En los espacios que se generan alrededor del fogón, se manifiestan prácticas recurrentes, que constituyen ritualidades cuyos contenidos son referentes simbólicos que se trasmiten. La comunidad desde la trasmisión oral territorial y práctica cotidiana recurrentes, son comunidades donde se genera vínculos, a decir de Hun los rituales son praxis simbólicas, en la medida que juntan y que engendran alianzas se tramite comunidad (2024). Sin embargo, el mundo digital ha ido transformando las relaciones, intentando coexistir con la cultura oral en los territorios rurales que permanece y es duradera. Si bien lo digital conecta no genera vínculos. Las comunidades digitales son comunidades de mensajes sin comunidad, generan conexiones, pero no vínculos (Hun 2024).
[12]Como el Colectivo Runa Urbano en Salcedo, el Colectivo Runa Kuna en Cuenca, Colectivo Runa Warmikuna Galápagos en Santa Cruz, entre otros.
Es posible que lo digital esté poniendo en riesgo la transmisión oral simbólica, que se trasmite en comunidad. La potencial desaparición de los símbolos referentes remite a la progresiva atomización de la sociedad. La percepción simbólica desaparece cada vez más a favor de la percepción serial, que no es capaz de experimentar duración (Han 2024). Lo serial es la expectativa permanente de lo nuevo, del consumo, requiere una constante actualización, rechaza lo antiguo, que se tiende a experimentar en el mundo digital. Incentivando una permanente exigencia de autenticidad, innovación y creatividad (Han 2024) en la que cada vez más envuelve la llamada modernidad.
Entonces, por un lado, el compartir alrededor del fogón, genera sentido de comunidad, sentido del nosotros, a partir de las conversaciones, gestos y símbolos, reforzando lo colectivo. Por otro lado, el espacio digital tiende al auto escucha, al sentido del yo, de lo individual, a partir de los “me gusta”, “amigos” y seguidores, reforzando el ego. Sin embargo, es importante señalar, que, si bien pueden verse como mundos paralelos en tensión, hay imbricaciones, ensamblajes y cruces, dándose expresiones de sincretismos, hibridaciones, oscilaciones identitarias entre las narrativas territoriales y las digitales.
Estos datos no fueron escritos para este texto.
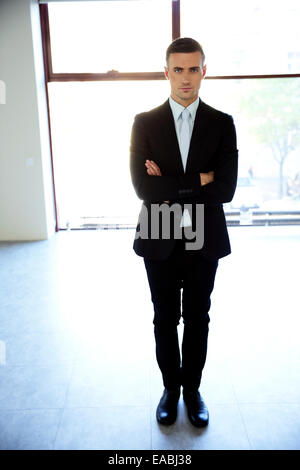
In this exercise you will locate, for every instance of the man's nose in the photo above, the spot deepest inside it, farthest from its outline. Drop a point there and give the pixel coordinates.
(185, 79)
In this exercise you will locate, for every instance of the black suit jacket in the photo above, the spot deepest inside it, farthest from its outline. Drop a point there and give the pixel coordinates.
(212, 148)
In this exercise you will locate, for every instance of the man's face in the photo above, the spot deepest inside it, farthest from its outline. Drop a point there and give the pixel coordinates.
(185, 72)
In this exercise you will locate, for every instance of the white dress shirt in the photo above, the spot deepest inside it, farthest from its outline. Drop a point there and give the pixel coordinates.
(177, 111)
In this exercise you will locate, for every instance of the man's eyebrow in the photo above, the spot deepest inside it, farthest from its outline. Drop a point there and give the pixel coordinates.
(192, 67)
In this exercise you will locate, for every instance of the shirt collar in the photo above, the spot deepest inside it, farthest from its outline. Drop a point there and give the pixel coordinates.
(178, 108)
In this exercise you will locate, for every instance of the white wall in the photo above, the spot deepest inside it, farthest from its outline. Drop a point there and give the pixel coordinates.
(26, 194)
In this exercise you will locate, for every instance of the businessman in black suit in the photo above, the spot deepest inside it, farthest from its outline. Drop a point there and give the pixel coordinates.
(183, 158)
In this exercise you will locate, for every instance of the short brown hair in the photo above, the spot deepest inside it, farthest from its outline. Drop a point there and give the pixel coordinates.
(185, 45)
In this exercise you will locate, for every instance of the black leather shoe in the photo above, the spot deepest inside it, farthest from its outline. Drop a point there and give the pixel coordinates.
(166, 412)
(196, 408)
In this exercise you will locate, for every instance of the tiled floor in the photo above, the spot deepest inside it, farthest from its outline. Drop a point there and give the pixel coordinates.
(77, 363)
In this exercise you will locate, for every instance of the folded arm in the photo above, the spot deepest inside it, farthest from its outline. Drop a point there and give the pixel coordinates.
(213, 187)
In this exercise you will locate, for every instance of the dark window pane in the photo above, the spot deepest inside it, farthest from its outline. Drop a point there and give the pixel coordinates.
(124, 35)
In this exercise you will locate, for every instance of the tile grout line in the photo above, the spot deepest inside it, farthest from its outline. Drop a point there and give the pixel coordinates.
(64, 405)
(242, 417)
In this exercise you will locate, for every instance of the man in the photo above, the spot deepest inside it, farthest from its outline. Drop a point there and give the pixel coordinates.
(183, 154)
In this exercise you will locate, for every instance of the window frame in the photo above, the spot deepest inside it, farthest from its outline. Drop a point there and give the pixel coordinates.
(50, 76)
(115, 75)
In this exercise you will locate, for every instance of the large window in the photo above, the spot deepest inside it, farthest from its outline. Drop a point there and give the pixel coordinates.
(104, 63)
(246, 37)
(127, 36)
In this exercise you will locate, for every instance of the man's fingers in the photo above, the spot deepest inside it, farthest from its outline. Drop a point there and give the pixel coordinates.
(152, 168)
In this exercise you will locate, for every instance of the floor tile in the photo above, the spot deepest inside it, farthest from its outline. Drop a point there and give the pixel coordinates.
(272, 427)
(108, 384)
(30, 387)
(104, 428)
(28, 429)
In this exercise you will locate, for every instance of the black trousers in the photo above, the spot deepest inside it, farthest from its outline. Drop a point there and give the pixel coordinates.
(181, 285)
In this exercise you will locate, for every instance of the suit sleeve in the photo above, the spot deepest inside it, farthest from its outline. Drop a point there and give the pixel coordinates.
(184, 188)
(154, 189)
(225, 168)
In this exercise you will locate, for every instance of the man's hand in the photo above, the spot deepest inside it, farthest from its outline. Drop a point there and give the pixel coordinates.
(206, 178)
(152, 168)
Por tanto, es necesario reconocer que, a través de la oralidad territorial y del espacio digital, en las redes sociales se comparten contenidos socioculturales, manifestaciones identitarias que están latentes en los territorios rurales. A través generaciones y los distintos rostros que aparecen en las pantallas, en la actualidad, refleja la multilocalidad, donde las relaciones se mantienen a través de los medios modernos de comunicación (Dittrich‐Wesbuer et al. 2015)[13], generando distintas formas de relaciones familiares y comunitarias, así como sentido de pertenencia, difundiendo, conociendo y apropiándose. Los riesgos son latentes, pero las transformaciones son eminentes.
Se dejan planteadas algunas reflexiones y la invitación a continuar profundizando sobre el espacio digital en los territorios rurales desde el enfoque intercultural, que plantea la interacción equitativa de diversas culturas y la posibilidad de generar expresiones culturales compartidas a través del diálogo y el respeto mutuo[14], que permita reconocer las distintas relaciones intergeneracionales actuales que van surgiendo entre el fogón, la oralidad territorial y el espacio digital a través de la redes social.
[13]Citado en Multilocalidad en zonas rurales: un fenómeno subestimado.
[14]Fuente: Artículo 4.8 de la Convención sobre la Protección y Promoción de la Diversidad de las Expresiones Culturales. UNESCO.